Among them, Ashley Herdman is funded by the DART NSF grant, and is working with DBMI’s Dr. Larry Tarbox on imaging analysis.
Ashley‘s project is currently studying pituitary cellular networks and how they communicate to aid in reproductive processes. Through the utilization of transgenic animal models, she is able to conduct high-resolution imaging of specific pituitary cell types and their response to various stimuli. In order to determine how signaling patterns of individual cells coordinate at the population level to achieve hormonal surges, she will analyze large imaging datasets with biological computing programs such as ImageJ and MATLAB.

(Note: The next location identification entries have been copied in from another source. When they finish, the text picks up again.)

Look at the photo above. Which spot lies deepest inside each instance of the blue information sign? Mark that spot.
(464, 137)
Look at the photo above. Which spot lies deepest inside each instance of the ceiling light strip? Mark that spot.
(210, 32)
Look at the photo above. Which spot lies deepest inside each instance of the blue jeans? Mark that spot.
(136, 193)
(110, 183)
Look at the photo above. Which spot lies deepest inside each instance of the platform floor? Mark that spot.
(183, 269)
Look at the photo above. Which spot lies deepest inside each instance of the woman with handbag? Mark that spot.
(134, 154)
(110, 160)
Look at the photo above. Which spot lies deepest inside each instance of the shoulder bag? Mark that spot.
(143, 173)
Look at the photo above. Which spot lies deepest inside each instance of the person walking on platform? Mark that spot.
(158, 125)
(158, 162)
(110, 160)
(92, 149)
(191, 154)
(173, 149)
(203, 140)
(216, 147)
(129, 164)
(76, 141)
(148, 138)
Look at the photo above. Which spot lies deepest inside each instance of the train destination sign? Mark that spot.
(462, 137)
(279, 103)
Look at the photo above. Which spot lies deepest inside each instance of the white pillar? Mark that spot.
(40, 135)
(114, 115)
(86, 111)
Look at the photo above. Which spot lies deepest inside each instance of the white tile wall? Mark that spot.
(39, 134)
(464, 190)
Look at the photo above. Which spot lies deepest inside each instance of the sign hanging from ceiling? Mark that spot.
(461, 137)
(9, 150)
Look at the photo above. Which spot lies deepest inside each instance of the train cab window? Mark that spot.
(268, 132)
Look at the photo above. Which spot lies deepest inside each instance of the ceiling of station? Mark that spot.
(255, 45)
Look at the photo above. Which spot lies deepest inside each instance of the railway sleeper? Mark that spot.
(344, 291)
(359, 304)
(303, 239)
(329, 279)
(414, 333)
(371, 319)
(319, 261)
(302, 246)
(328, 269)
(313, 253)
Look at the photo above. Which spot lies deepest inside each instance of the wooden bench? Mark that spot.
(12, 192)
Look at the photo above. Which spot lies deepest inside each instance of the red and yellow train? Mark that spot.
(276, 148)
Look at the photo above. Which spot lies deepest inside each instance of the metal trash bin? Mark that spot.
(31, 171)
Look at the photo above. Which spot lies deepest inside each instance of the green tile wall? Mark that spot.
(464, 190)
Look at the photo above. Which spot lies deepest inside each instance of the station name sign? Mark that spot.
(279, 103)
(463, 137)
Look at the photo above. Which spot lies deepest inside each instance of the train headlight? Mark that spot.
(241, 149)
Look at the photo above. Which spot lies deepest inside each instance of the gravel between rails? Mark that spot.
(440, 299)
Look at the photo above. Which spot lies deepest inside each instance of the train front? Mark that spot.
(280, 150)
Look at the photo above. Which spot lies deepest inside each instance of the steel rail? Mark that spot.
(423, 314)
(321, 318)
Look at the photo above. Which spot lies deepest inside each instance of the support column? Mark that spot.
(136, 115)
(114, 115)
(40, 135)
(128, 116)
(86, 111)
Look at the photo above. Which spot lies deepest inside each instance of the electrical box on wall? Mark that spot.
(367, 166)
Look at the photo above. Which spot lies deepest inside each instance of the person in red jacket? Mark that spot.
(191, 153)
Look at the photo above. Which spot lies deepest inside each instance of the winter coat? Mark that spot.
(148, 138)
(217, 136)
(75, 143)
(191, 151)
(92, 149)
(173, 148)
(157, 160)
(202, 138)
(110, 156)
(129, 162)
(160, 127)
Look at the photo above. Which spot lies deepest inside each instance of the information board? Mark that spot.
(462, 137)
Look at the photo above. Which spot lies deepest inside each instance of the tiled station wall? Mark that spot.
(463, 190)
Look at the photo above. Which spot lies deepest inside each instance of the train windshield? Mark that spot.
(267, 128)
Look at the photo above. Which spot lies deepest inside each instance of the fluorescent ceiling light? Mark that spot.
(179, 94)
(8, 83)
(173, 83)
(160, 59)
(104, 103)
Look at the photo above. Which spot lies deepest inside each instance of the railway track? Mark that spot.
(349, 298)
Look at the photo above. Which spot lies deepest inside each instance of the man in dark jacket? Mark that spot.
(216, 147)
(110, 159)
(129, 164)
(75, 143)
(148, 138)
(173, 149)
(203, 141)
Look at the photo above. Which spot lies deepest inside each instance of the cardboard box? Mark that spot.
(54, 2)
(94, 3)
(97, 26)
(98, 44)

In addition, Charles Burnham is in the Graduate Program in Interdisciplinary Biomedical Sciences. One of his co-mentors, Dr. Intawat Nookaew, is from DBMI. His second mentor is Dr. Alexei Basnakian of the Department of Pharmacology and Toxicology.
Burnham’s research involves the enrichment, amplification, and sequencing of extrachromosomal circular DNA (eccDNA) in breast cancer on the Oxford Nanopore sequencing platform. This molecule appears to play an elusive role in providing a means for intratumoral heterogeneity and chemotherapy resistance in cancers through copy number variations (CNVs). His research also intends to investigate the environment necessary for the generation and stability of these molecules by studying DNA fragmenting enzymes DNase I and EndoG, as he hypothesizes cancer cells provide the optimal environment for the formation of these molecules. With this, he can assess eccDNA as a cancer biomarker by studying its profile and stability within the circulation.
Sangam, Cat, Ashley, and Matthew participated in Monday’s induction ceremony, but Mitra was unable to attend.